To steer a course of progress in which we must always be trying to avoid a little bit of inflation on the one hand or a little bit of unused capacity or unemployment on the other must surely require the most continual and unremitting attention of the steersman; and I think we shall entirely fail to understand the economic problems of what is sometimes called the "affluent society" if we regard these necessary movements in a direction of credit restraint or relaxation as a series of improvised jerks, or as changes of policy which contradict each other. They are nothing of the kind. You might as well say that a good driver is continually changing his policy because he uses his brakes when going downhill and his accelerator when going uphill, or because sometimes he turns the steering wheel to the right and sometimes to the left.
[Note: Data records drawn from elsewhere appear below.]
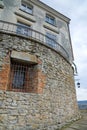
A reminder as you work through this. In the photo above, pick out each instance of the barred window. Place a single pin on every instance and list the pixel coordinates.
(27, 8)
(24, 29)
(23, 77)
(50, 19)
(51, 39)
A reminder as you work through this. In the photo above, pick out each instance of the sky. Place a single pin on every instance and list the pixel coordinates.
(76, 10)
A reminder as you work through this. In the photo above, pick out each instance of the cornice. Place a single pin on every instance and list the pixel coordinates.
(50, 10)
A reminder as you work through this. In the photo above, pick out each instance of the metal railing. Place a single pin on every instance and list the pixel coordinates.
(8, 27)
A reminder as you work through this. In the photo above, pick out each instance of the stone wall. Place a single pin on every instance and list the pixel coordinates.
(55, 102)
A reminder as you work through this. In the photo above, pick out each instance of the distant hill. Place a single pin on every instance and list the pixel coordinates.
(82, 104)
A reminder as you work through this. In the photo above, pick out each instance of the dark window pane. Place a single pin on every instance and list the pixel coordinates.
(19, 77)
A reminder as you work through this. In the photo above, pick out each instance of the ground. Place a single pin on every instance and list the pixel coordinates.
(80, 124)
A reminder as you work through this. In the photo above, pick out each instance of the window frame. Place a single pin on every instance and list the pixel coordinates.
(23, 29)
(50, 19)
(26, 81)
(26, 8)
(51, 39)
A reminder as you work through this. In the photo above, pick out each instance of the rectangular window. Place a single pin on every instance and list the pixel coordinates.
(27, 8)
(50, 19)
(51, 39)
(23, 77)
(23, 29)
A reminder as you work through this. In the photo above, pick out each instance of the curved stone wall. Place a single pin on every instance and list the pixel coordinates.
(55, 102)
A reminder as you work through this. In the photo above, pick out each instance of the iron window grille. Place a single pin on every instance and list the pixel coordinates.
(23, 29)
(51, 39)
(50, 19)
(23, 77)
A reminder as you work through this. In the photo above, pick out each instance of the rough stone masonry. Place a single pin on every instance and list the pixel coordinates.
(49, 107)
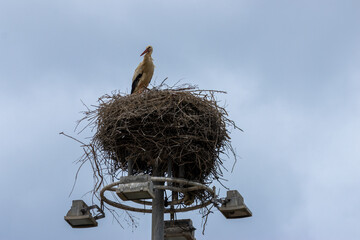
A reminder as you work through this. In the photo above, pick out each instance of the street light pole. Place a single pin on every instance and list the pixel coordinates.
(157, 231)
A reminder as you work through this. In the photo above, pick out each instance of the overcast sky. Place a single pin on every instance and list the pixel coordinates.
(291, 72)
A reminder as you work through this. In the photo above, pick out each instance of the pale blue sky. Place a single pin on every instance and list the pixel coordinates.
(291, 70)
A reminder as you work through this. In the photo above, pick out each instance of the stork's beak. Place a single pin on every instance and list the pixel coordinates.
(146, 50)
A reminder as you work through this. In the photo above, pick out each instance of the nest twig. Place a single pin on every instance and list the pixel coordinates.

Disturbance to industry which results from changes in bank rate or from changes in the amount of money which the joint stock banks can advance to their clients is certainly not greater now than it used to be in the old days of the gold standard. Politicians were not blamed for it then, because all they were expected to do was to make the law that the paper promises of the bank must always be legally convertible into gold at the rate of £3 17s. 10d. an ounce, and everything else was supposed to work automatically, although every now and then the Bank got into such a muddle that it had to come and ask the Government to suspend gold payments. But the unemployment and unused capacity in those days were far greater than they are now.
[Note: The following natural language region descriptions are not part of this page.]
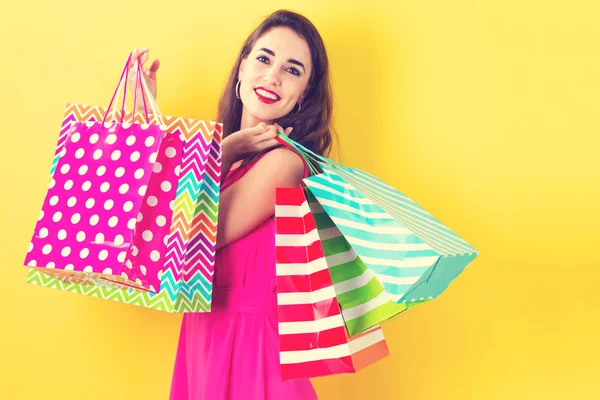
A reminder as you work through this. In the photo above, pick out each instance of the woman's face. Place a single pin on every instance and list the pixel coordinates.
(274, 76)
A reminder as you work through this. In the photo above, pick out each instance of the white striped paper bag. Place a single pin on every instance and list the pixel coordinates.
(312, 335)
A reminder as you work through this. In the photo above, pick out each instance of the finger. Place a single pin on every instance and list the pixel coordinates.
(152, 69)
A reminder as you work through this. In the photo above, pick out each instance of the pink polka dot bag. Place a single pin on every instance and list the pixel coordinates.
(122, 205)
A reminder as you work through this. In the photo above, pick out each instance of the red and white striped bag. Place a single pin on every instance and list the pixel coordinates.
(312, 335)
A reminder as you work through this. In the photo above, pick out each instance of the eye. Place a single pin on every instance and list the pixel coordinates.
(294, 71)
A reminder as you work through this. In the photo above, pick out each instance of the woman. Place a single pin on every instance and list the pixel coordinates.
(281, 78)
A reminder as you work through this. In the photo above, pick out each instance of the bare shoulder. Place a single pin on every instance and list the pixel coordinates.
(284, 167)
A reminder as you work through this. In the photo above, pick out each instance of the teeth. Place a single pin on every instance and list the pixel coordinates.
(267, 94)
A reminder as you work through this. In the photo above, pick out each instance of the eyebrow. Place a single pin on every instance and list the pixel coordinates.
(291, 60)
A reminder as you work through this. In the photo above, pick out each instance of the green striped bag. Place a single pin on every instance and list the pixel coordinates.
(361, 297)
(411, 255)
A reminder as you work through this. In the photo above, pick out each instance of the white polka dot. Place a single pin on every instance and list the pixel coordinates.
(135, 156)
(115, 155)
(119, 240)
(128, 206)
(155, 255)
(152, 201)
(131, 223)
(108, 204)
(165, 186)
(170, 152)
(111, 139)
(103, 255)
(72, 201)
(75, 218)
(47, 249)
(139, 173)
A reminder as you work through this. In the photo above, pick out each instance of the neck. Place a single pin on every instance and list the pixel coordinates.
(249, 120)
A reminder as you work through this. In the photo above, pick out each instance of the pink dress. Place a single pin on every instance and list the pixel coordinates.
(232, 352)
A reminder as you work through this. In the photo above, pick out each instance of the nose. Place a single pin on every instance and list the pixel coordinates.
(272, 76)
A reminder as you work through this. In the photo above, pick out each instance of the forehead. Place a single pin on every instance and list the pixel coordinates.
(285, 43)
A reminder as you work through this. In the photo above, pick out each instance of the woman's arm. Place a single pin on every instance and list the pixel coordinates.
(251, 200)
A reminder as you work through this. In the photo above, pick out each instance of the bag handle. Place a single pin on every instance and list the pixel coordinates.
(140, 83)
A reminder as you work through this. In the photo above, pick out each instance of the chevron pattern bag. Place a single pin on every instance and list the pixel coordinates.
(385, 253)
(183, 254)
(313, 340)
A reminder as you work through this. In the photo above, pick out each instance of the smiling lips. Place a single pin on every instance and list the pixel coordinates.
(266, 96)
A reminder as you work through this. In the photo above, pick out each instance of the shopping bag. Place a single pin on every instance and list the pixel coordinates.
(410, 254)
(175, 199)
(313, 338)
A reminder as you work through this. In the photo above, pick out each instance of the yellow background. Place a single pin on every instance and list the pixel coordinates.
(484, 112)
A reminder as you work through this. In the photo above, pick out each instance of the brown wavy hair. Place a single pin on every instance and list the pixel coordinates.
(312, 124)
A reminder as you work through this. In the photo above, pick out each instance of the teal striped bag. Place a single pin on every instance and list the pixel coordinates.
(384, 252)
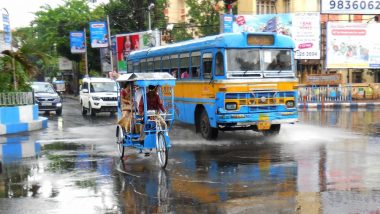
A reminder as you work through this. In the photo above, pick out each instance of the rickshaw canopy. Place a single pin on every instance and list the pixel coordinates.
(146, 79)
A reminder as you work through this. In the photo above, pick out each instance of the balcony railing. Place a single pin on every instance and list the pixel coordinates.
(16, 98)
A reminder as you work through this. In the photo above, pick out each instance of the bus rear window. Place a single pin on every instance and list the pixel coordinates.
(243, 60)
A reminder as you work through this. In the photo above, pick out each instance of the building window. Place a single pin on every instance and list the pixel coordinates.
(265, 7)
(286, 6)
(356, 77)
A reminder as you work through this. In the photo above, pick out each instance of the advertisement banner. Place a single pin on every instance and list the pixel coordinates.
(125, 43)
(370, 7)
(228, 20)
(77, 42)
(64, 64)
(98, 34)
(352, 45)
(6, 29)
(305, 33)
(279, 23)
(304, 28)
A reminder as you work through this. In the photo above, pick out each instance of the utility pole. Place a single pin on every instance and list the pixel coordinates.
(150, 7)
(110, 42)
(7, 29)
(85, 53)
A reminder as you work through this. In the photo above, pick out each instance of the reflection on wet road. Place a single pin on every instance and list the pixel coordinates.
(327, 163)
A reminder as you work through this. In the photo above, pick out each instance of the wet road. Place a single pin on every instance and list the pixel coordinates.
(329, 162)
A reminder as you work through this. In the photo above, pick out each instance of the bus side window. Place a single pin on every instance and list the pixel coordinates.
(207, 65)
(219, 64)
(195, 65)
(174, 72)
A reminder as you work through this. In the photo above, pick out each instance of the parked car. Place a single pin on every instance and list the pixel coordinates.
(98, 94)
(47, 98)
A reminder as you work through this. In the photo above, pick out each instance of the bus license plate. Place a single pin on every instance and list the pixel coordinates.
(263, 125)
To-day the Government are responsible for a managed currency; they are responsible for monetary and credit policy, and it is very right that every detail of that policy should be criticised in Parliament, as it usually is with strong partisan fervour, and sometimes with wisdom. I do not really think that any of us have done quite so badly as one might think from reading all the Parliamentary debates. The greatest failure of post-war monetary policy was the inflation which went on for twelve years from 1945 to 1957. But the harm which it did to the British economy, although very great indeed, is not so great as the harm which it would do now if inflation came back in the 1960's when the sellers' market has gone.

On the other hand, we have succeeded in maintaining the whole time such a high level of employment that we now regard as very bad an unemployment percentage of 3 per cent.; which would have been regarded as almost incredibly good at any previous period of our history. I hope, my Lords, that we shall all be willing, in all Parties, to learn both from our failures and from our successes, and also from the advice of our opponents as well as of our friends. Meanwhile, whoever happens to form the Government has got to take the necessary decisions, which we have tried to do, not after, but before the development of the economic difficulties which those decisions are designed to meet, and in plenty of time before them. That is what we have tried to do and we must always be willing to be judged by the results. I beg to move.